De priester-dichter Jacques Schreurs (Sittard, 1893 – Weert 1966) was kapelaan onder mijnwerkers en woonwagenbewoners in Limburg. Hij is de Eric Odekerke, uit zijn autobiografische roman Kroniek eener parochie, dat door de KRO als Dagboek van een Herdershond werd uitgezonden en miljoenen kijkers trok.
Schreurs haalde fel uit naar de mijnbaronnen en de geestelijkheid. Hij kwam op voor jongens met mijnangst, hun onderbetaalde vaders en te kinderrijke, overbelaste moeders. Het werd hem niet in dank afgenomen. Hij kreeg veel anonieme verwijten (taakverwaarlozing) en verdachtmakingen (relaties met vrouwen) over zich heen. Hoewel hij als romanschrijver werd vergeleken met Arthur van Schendel en als dichter met Gezelle, Gorter en Boutens werd hij toch vaak ál te kortzichtig slechts ‘gewaardeerd’ als de lichtvoetige, lyrische Limburger en propagandist van de goede God. Hij had weinig contact met andere literatoren, ondanks zijn talrijke bijdragen aan de literaire tijdschriften.

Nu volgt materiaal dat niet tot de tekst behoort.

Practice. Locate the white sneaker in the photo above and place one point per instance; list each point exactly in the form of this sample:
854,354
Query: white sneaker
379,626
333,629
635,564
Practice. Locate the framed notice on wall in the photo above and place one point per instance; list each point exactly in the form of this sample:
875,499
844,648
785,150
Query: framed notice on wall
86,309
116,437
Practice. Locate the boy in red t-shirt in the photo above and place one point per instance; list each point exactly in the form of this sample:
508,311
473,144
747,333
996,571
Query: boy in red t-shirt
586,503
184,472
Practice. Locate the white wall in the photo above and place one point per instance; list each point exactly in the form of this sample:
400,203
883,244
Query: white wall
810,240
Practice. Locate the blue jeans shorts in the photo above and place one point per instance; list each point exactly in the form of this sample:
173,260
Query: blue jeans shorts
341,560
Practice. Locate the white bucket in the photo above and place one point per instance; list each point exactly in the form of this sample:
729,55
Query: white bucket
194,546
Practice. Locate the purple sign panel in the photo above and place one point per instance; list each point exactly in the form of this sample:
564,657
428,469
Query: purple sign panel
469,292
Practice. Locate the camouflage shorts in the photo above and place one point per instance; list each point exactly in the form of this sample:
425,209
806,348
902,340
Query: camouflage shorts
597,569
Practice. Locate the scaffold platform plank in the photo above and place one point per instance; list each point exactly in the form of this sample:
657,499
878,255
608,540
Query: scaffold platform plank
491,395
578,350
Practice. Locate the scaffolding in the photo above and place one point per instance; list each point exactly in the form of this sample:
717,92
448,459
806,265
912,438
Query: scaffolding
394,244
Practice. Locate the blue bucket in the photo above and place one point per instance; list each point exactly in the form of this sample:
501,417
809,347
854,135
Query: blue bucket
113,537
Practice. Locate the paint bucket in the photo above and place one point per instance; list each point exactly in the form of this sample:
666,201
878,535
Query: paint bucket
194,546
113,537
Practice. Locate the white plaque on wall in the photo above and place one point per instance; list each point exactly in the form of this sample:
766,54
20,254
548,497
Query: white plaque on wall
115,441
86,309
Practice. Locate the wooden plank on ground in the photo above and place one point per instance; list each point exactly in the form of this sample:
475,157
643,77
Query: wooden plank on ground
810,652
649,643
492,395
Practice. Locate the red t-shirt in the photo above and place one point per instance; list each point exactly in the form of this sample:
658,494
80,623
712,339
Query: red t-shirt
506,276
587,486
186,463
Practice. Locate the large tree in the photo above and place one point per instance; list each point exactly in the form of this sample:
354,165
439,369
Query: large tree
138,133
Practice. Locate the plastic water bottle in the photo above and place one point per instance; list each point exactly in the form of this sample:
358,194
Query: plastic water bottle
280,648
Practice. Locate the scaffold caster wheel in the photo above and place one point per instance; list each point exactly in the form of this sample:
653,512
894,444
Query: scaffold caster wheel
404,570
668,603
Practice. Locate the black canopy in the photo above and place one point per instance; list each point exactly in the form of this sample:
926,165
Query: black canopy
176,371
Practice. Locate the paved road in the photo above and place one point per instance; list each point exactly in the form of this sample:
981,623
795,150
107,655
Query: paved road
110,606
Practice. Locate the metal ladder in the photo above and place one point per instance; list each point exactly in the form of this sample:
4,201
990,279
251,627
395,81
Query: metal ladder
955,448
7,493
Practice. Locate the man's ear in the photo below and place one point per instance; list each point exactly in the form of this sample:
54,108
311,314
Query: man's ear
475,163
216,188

Zoveel te meer met beeldend kunstenaars.
De handigste was hij niet. Zijn gratiepleidooi voor de ter dood veroordeelde NSB-leider Anton Mussert en zijn oproep mildheid te betonen jegens collaborateurs zette veel kwaad bloed. Als ex-gedetineerde van het ‘Oranjehotel’ én als priester meende hij recht van spreken te hebben. Uiteindelijk werd hij benoemd tot rector in kleine zusterkloosters en vrijgesteld voor literair werk. Een enorme productie volgde. Hij was een schrijfdier. Hoewel zijn priesterschap de waardering voor zijn werk parten speelde – het antiklerikalisme groeide – bleef hij het ambt trouw. Wel voelde hij zich steeds eenzamer.
Nederlands laatste grote priester-dichter, die dankzij radio en televisie en zijn gevarieerde oeuvre – toneel, romans, biografieën, korte verhalen, gedichten en gezangen – een stempel drukte op generaties (katholieke) Nederlanders stierf ‘eenzamer dan ik ben ingegaan’. Juist op tijd droeg minister van onderwijs Jo Cals hem op Gedichten over de Ouderdom te schrijven. Een officiële erkenning voor de man – witte raaf onder zwarte kraaien – die geen enkele onderscheiding werd gegund. Hij verdient alsnog een praalgraf in Stein, waar hij werd begraven. En een biografie.